For breakfast on Saturday morning, Jess prepared a rich traditional breakfast of ahjusoojad kohupiimasaiad, or cheese curd toast. The recipe came from Nami-Nami, an English-language food blog all about Estonian cuisine.


Later that morning, we watched the Geography Now episode about Estonia:

For lunch, Jess prepared two more Estonian recipes from the same food blog: a tomato and smoked cheese soup and kapsa tatra hautis, a dish made with cabbage and buckwheat.


In the afternoon, I baked an Estonian version of the kringle, a pastry that is also popular in Denmark. Here it is, fresh from the oven:


We also watched a documentary report from Vice News called The Russians are Coming about how Estonia and its NATO allies have responded to the growing belligerence of its eastern neighbor, Russia.

For dinner, I prepared an Estonian version of borscht (seen in the photo at the top of this post) as well as a traditional stew of pork, sauerkraut, and apples made un-traditional with the substitution of some porkless vegetarian cubes.


After dinner, we watched a rather peculiar film called Made in Estonia (2003) about a couple of radio hosts who act out the stories of some comical Estonian stereotypes.

The next morning, Jess prepared another traditional Estonian breakfast: little apple croissants baked with ricotta cheese. They were delicious!

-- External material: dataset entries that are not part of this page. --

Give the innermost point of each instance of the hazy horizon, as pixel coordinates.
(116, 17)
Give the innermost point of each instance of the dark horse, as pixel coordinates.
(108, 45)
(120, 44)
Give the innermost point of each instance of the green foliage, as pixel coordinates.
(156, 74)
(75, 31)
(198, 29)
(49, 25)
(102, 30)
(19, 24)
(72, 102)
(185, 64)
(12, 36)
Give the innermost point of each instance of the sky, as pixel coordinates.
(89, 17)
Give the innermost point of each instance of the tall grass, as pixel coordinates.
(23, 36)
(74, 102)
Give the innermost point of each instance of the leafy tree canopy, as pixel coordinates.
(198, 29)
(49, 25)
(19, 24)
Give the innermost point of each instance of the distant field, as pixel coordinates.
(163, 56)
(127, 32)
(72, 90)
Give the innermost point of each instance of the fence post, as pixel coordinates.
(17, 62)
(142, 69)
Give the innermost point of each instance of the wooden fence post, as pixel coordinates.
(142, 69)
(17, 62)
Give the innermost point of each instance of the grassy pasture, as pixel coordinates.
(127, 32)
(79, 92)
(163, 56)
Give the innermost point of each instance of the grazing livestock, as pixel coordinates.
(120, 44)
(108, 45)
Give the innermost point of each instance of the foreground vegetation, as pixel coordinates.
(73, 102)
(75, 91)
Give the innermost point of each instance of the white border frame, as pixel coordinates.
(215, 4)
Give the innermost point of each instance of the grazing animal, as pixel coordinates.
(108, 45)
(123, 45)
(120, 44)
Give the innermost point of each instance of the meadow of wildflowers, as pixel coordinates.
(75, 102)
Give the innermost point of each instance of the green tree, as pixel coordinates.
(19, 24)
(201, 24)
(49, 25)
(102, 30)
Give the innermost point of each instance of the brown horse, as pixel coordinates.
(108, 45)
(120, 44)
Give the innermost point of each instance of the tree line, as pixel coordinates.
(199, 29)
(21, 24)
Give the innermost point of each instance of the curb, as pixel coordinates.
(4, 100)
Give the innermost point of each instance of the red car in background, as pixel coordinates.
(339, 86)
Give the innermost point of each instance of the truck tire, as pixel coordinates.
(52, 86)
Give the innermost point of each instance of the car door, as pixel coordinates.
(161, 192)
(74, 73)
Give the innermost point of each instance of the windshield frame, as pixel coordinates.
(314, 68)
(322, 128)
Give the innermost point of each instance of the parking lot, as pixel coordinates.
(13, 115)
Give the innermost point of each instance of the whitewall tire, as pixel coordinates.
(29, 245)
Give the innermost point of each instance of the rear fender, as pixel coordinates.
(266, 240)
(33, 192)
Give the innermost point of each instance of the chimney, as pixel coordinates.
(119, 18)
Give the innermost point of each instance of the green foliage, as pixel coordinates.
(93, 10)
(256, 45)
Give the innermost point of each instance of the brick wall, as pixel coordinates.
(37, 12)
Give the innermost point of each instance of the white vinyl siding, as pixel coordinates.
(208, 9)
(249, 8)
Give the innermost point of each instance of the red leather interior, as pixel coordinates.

Before lunch, we headed up to the North Park Theater to catch a midday showing of My Neighbor Totoro, the 1988 classic from Studio Ghibli. Though the film was not Estonian, we had a great time and enjoyed a late lunch at a restaurant next door to the theater.

Following a warm strolls through Delaware Park, we returned home to watch the Estonia episode of Food Trippers, which showed us everything from Estonia’s meaty, medieval past to its organic, locally-sourced future.

For dinner, we helped ourselves to some more tomato soup, more cabbage and buckwheat, and more borscht. A fitting end to a tasty and educational weekend!

Like our own city of Buffalo, Estonia lies along the eastern shores of a great inland sea (Lake Erie for us, the Baltic Sea for the Estonians). Over the past few decades, both Buffalo and Estonia have bid farewell to significant portions of their populations and continue to shrink today. Seeing how the country has reinvented itself as a hip and thriving innovation hub for Northern Europe gave us the confidence to think that Buffalo’s present renaissance might endure as well.